For each risk distribution we tested three scenarios in which 5%, 10% or 20% of variants were causal. The effect was set as proportional to the log of the variant minor allele frequency (p). The standard error (σ) varied under the different distributions: For 5% of associated variants,
\sigma =0.04\mathit{\text{log}}\left(p\right)k
where k is 1 for distributions 1 and 2, 1.5 for distributions 3 and 4, 2 for distribution 5 and 6 and 2.5 for distribution 7; for 10% and 20% of associated variants the average effect was 0.7 and 0.5 times this respectively.
We sampled haplotypes from three different regions of the genome (TERT chr5: 12532871295162, BRCA2 chr13: 3288961732973809, BRCA1 chr17: 4124345241277500) in order to evaluate the influence of different local LD structure on the different tests. Two hundred replicate data sets were simulated under each of the 21 different scenarios.
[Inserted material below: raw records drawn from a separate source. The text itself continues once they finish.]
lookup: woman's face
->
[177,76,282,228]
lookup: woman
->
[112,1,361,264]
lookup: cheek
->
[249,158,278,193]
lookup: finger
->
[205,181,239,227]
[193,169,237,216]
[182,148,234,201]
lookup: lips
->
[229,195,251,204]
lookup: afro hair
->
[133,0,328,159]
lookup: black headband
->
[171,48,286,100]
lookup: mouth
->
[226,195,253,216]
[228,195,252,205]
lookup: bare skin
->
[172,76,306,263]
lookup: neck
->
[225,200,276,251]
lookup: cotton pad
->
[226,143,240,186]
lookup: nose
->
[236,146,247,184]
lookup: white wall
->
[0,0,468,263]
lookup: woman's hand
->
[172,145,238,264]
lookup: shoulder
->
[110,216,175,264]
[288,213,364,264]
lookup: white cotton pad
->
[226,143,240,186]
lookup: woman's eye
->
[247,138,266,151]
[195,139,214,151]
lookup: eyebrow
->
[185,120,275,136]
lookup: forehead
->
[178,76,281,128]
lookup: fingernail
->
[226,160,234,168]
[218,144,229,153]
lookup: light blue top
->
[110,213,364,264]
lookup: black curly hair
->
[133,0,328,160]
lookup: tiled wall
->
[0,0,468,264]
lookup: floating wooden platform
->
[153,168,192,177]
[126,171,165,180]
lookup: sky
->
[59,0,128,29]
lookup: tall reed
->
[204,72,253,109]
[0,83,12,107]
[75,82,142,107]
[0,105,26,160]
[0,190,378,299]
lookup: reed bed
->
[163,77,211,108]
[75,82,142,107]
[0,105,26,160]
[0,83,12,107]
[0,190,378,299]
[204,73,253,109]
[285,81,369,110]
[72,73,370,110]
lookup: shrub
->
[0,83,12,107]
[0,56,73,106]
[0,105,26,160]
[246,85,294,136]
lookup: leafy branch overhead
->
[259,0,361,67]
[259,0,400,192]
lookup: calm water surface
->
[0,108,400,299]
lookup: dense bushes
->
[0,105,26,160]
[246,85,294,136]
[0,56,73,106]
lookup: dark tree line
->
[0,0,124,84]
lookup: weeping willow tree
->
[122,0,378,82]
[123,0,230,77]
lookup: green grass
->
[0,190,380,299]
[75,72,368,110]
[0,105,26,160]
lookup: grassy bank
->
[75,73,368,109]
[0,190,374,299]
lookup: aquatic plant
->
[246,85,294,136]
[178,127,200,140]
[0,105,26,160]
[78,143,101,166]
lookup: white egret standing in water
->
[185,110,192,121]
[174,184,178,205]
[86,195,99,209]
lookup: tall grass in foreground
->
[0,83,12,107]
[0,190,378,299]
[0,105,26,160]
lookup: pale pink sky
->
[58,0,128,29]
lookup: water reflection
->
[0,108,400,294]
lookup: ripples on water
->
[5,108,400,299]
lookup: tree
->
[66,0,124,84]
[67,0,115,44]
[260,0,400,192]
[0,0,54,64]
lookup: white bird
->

We derived the power of each test as the proportion of replicates for which the empirical significance level achieved P < 0.05, P < 0.01 and P < 0.001.
We compared the RAML method to SKATO using the default weights and the five methods included in the program ScoreSeq. We also applied our tests to three different genes to evaluate the effects that varying genomic architecture has on the relative efficacy of the methods.
In order to evaluate the power for a larger sample size and slightly stronger effects we repeated the simulations for four thousand cases and four thousand controls across the same genomic regions with the effect of associated variants being 25 per cent larger. This data set was used to compare the performance of RAML with SKATO.